There is an atmosphere in Hamlet, for instance, a somewhat murky and even melodramatic one, but it is subordinate to the great character, and morally inferior to him; the darkness is only a background for the isolated star of intellect.
GK Chesterton, A Midsummer Night's Dream
I believe that we read Harmlet's speeches with interest chiefly because they describe so well a certain spiritual region through which most of us have passed and anyone in his circumstances might be expected to pass, rather than because of our concern to understand how and why this particular man entered it… Particularly noticeable is the passage where Hamlet professes to be describing his own character. 'I am myself indifferent honest; but yet I could accuse me of such things that it were better my mother had not borne me. I am very proud, revengeful, ambitious.' (3, 1, 125-9). It is, of course, possible to devise some theory which explains these self-accusations in terms of character.
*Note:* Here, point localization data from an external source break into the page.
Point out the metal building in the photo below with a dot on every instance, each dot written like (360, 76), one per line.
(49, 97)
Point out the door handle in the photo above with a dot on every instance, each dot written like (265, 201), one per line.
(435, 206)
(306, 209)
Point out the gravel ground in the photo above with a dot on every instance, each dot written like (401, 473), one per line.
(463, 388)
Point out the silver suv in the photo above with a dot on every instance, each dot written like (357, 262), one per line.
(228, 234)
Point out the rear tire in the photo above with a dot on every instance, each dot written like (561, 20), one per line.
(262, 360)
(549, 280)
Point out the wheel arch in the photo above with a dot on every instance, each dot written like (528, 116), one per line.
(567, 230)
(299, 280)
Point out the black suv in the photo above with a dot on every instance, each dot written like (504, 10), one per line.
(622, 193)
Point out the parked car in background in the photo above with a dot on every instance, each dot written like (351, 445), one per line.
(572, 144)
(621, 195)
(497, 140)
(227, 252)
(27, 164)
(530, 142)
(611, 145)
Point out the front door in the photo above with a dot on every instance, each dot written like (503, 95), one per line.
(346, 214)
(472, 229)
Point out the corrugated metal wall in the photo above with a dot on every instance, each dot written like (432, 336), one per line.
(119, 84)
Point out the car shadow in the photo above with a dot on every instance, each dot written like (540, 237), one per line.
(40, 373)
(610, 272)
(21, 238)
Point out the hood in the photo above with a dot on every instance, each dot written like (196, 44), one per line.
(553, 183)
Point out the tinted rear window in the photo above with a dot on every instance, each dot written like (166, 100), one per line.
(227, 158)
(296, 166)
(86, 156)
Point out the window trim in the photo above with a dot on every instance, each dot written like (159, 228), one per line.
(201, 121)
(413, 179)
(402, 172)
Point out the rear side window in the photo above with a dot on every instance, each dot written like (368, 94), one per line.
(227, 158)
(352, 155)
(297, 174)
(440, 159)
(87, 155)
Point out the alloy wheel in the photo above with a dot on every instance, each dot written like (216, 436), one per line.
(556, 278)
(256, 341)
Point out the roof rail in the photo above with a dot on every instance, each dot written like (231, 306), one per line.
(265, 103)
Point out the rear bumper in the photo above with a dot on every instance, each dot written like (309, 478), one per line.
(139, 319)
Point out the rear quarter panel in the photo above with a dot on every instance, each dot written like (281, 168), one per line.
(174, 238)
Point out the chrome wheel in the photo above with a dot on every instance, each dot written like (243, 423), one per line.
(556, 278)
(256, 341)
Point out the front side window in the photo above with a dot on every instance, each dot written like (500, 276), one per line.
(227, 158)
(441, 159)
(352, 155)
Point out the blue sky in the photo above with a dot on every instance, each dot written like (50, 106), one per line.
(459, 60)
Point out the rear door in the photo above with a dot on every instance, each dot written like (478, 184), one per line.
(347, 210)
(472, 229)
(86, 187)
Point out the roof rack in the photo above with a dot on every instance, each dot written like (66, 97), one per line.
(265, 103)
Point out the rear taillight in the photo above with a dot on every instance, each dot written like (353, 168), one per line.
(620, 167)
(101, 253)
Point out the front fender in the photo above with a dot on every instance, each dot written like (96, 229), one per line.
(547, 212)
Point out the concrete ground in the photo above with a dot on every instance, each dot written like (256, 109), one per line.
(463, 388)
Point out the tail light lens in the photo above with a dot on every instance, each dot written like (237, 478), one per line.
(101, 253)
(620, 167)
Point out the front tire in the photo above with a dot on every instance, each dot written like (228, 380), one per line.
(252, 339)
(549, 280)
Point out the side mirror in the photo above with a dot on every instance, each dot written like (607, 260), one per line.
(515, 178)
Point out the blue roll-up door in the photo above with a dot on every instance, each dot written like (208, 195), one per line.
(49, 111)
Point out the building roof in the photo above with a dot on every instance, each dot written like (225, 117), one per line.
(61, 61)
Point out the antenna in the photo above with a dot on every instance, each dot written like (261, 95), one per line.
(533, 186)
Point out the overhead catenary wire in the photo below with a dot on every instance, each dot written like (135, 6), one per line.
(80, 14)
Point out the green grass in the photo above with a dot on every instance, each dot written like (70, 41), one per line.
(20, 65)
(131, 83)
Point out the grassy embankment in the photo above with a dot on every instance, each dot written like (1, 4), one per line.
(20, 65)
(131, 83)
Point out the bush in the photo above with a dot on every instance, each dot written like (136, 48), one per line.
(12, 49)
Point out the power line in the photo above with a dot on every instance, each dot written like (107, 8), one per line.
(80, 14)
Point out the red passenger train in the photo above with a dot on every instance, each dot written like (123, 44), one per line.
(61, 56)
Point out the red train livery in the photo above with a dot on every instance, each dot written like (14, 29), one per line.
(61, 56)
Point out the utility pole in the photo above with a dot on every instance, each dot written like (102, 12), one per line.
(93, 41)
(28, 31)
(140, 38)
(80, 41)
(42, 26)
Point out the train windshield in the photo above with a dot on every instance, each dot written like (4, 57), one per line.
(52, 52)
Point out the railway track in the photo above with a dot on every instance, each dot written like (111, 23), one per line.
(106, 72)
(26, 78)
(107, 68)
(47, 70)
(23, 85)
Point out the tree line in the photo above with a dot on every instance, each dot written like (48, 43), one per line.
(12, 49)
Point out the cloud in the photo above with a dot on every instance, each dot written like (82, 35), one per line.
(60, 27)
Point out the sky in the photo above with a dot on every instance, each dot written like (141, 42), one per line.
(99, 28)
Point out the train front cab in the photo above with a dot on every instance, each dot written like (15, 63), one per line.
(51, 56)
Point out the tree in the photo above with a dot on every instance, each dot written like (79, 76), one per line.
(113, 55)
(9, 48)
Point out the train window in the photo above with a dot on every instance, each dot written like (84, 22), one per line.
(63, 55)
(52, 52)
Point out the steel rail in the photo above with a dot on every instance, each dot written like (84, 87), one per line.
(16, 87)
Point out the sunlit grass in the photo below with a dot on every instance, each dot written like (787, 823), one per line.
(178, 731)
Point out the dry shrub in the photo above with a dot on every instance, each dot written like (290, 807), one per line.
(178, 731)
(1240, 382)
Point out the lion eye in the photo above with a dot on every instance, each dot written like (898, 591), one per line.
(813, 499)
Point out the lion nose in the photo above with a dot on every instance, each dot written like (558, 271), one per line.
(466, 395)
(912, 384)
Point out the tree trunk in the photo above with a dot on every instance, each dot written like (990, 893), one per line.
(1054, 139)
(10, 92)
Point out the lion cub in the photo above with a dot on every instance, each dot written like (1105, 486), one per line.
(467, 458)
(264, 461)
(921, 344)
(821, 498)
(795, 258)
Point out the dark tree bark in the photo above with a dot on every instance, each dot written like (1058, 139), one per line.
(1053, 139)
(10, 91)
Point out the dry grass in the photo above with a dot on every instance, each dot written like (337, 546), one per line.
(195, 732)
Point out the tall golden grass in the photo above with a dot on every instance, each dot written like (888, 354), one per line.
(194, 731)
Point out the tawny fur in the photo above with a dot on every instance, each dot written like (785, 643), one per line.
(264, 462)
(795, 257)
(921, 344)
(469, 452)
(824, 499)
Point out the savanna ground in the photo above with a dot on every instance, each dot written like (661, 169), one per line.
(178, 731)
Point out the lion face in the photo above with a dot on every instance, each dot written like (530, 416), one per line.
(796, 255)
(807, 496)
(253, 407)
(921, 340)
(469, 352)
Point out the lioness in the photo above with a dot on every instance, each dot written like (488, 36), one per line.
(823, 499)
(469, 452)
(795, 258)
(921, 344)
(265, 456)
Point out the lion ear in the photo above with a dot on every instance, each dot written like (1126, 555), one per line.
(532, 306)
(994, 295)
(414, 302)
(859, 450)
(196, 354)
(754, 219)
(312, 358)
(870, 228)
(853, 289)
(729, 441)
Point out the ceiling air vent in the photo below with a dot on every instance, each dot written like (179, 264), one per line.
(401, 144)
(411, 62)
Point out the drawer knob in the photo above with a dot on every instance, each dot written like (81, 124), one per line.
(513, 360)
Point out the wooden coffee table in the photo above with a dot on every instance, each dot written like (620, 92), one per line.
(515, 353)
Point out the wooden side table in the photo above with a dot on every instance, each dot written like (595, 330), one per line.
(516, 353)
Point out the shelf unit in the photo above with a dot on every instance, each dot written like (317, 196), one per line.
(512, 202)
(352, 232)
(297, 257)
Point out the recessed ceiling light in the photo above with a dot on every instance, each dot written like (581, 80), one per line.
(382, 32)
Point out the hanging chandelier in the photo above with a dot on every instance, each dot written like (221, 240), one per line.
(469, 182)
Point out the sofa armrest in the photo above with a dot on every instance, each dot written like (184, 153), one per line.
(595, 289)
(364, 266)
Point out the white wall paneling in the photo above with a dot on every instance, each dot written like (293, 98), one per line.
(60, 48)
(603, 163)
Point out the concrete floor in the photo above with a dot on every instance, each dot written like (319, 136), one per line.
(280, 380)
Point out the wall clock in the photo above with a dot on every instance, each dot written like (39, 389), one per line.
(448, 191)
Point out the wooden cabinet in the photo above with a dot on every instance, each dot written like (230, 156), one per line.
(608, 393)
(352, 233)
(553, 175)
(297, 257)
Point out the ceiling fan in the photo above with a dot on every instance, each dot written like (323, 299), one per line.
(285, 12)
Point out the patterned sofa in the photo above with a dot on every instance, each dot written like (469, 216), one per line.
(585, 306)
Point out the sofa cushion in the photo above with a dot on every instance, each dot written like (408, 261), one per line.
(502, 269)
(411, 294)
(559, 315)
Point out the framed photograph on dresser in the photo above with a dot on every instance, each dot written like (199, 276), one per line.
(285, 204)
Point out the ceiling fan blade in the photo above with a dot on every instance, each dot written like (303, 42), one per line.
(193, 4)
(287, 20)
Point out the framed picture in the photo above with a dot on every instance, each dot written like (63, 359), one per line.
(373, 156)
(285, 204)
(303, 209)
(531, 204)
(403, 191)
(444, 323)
But long before we have done so the real significance of the lines has taken possession of our imagination for ever. 'Such fellows as I’ (3, 1, 132) does not mean 'such fellows as Goethe's Hamlet, or Coleridge's Hamlet, or any Hamlet': it means men, creatures shapen in sin and conceived in iniquity -- and the vast empty vision of them 'crawling between earth and heaven’ (3, 1, 132-3) is what really counts and really carries the burden of the play.
C.S. Lewis, Hamlet, the Prince or the Poem?
For what it's worth, I agree with Lewis here.